1 unstable release
0.1.0 | Aug 31, 2024 |
---|
#1835 in Data structures
145KB
Versioned Log Stream Merkle Tree
⚠️ This repository is a work in progress and is not production ready 🚧
- Versioned Log Stream Merkle Tree is an authenticated key-value store optimized for large-scale use.
- Origin: LETUS (See DMM-Trie plus VDLS).
Objectives
- Authentication: provide commitment (state root) and inclusion proofs for key-value pairs.
- Multi-version: track and provide authenticated historical states.
- Performance: minimize I/O amplifications of the underlying storage.
Architecture
Tree Structure
- The current design utilizes a 16-way trie as Merkle Tree.
- Each leaf node records:
- $V$ the data version.
- $k$ the key.
- $l$ the location of the node in the underlying storage.
- $h = H(k, v)$ the Merkle hash of this node.
- Each index node maintains 16 slots and a bitmap $b$ to indicate whether a slot is not empty.
- Occupied slots record data version $V_c$, Merkle hash $h_c$, and a memory reference $r$ of its child node.
- The Merkle hash of an index node is computed after concatenating the Merkle hash of its child nodes.
- The root hash of the VLSM tree is recursively calculated with the child nodes.
- Nodes are routed via 4-bit nibbles, with multiple nibbles spliced to form a nibble path.
- Nibbles are derived from $H(k)$'s prefix to ensure balance and resistance to attacks.
- The VLSM tree structure is deterministic given a set of key-value pairs, as the splitting and merging of VLSM tree nodes depend solely on the nibbles.
- The root hash is, therefore, deterministic by the dataset, regardless of the order of the updates.
Multi-Versioning
- VLSM tree supports data multi-versioning by maintaining the data version $V$ in each node and allows queries of value data, root hash, and Merkle proof for each version.
- $V$ is a comparable 64-bit integer, such as a block number or transaction number.
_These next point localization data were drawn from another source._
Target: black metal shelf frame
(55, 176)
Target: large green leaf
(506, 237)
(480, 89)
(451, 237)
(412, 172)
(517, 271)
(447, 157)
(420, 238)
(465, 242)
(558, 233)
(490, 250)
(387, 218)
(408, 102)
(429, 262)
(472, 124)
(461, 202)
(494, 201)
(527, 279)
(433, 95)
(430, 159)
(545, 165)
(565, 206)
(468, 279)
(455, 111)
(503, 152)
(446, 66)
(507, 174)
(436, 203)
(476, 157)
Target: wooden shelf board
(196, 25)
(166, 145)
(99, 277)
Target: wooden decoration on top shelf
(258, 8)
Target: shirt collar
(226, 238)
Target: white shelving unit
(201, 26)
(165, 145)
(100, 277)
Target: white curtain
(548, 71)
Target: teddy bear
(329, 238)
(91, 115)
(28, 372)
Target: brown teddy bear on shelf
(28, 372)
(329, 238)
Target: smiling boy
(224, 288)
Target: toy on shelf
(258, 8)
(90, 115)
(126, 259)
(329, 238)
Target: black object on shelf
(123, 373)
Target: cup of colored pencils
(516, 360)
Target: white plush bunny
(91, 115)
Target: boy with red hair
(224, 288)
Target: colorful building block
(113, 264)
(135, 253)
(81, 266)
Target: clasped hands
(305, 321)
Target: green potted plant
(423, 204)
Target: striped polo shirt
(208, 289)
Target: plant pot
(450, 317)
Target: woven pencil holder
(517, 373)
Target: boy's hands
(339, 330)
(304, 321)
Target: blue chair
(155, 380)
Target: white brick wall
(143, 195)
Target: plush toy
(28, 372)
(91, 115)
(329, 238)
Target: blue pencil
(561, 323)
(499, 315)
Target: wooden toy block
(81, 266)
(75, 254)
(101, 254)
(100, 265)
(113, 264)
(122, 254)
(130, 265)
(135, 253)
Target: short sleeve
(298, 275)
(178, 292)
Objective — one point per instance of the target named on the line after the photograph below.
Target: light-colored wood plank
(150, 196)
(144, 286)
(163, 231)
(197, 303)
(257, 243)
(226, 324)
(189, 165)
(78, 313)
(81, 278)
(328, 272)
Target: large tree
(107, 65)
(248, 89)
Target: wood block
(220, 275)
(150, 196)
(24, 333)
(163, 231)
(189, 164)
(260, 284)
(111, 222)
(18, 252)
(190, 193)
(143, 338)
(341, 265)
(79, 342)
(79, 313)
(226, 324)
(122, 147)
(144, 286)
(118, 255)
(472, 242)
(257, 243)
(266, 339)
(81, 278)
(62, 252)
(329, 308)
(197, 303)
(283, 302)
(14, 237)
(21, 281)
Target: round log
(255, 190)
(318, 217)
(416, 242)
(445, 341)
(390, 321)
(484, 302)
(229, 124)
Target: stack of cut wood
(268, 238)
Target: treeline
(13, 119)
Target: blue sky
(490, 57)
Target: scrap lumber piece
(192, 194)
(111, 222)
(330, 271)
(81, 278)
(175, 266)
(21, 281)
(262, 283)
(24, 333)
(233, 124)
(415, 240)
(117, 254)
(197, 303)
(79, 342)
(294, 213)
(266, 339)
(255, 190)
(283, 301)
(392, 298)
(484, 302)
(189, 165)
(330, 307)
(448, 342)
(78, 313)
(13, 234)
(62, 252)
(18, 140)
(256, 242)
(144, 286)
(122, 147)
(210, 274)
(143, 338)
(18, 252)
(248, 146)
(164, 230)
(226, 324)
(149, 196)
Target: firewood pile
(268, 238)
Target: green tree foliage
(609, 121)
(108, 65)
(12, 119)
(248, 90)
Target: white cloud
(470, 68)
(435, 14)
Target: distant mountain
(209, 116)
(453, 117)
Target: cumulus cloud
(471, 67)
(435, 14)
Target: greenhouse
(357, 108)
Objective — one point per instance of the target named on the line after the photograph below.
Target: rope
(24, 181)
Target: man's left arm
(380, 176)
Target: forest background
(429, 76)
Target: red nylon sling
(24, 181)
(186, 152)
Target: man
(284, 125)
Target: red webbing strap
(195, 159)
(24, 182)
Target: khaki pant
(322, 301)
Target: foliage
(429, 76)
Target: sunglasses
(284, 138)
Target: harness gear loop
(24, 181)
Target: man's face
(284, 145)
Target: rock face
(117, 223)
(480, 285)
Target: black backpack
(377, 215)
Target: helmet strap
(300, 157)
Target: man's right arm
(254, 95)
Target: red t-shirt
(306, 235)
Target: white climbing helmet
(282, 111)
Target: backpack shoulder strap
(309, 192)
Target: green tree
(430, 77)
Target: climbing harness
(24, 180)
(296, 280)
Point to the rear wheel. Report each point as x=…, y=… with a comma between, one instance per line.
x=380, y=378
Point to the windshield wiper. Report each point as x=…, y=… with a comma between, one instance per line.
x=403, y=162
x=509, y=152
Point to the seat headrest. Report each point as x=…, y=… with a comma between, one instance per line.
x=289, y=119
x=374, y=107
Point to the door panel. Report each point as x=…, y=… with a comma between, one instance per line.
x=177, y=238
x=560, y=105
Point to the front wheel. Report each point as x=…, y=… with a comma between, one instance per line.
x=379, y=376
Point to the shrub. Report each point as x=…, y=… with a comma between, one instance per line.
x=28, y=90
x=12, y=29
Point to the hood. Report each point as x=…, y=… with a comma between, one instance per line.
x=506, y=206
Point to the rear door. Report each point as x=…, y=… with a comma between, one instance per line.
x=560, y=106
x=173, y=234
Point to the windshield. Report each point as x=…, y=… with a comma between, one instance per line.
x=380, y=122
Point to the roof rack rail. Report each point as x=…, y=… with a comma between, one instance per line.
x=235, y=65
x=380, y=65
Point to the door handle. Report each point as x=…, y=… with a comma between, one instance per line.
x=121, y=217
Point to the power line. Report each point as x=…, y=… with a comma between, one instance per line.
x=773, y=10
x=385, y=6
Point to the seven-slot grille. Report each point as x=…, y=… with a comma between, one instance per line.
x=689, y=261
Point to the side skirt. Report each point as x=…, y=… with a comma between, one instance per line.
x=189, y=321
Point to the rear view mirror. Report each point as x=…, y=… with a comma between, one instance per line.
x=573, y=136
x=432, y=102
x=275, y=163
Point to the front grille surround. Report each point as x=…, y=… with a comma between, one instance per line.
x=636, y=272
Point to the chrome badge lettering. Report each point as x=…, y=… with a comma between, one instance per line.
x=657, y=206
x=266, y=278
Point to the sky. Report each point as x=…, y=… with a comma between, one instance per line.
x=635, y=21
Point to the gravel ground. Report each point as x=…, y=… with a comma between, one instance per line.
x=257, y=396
- When data is updated, the $V$ and Merkle hash $h$ of the nodes along the vertical path from root to leaf need to be updated.
- Redirect-on-write (RoW) is employed to optimize memory usage, which prevents multi-versioned data structures from copying unnecessary data.
- Although historical versions are necessary for auditability and verification of data changes, they are generally infrequently accessed.
- The storage engine should skew resources, such as memory, towards the latest versions to accelerate transaction processing.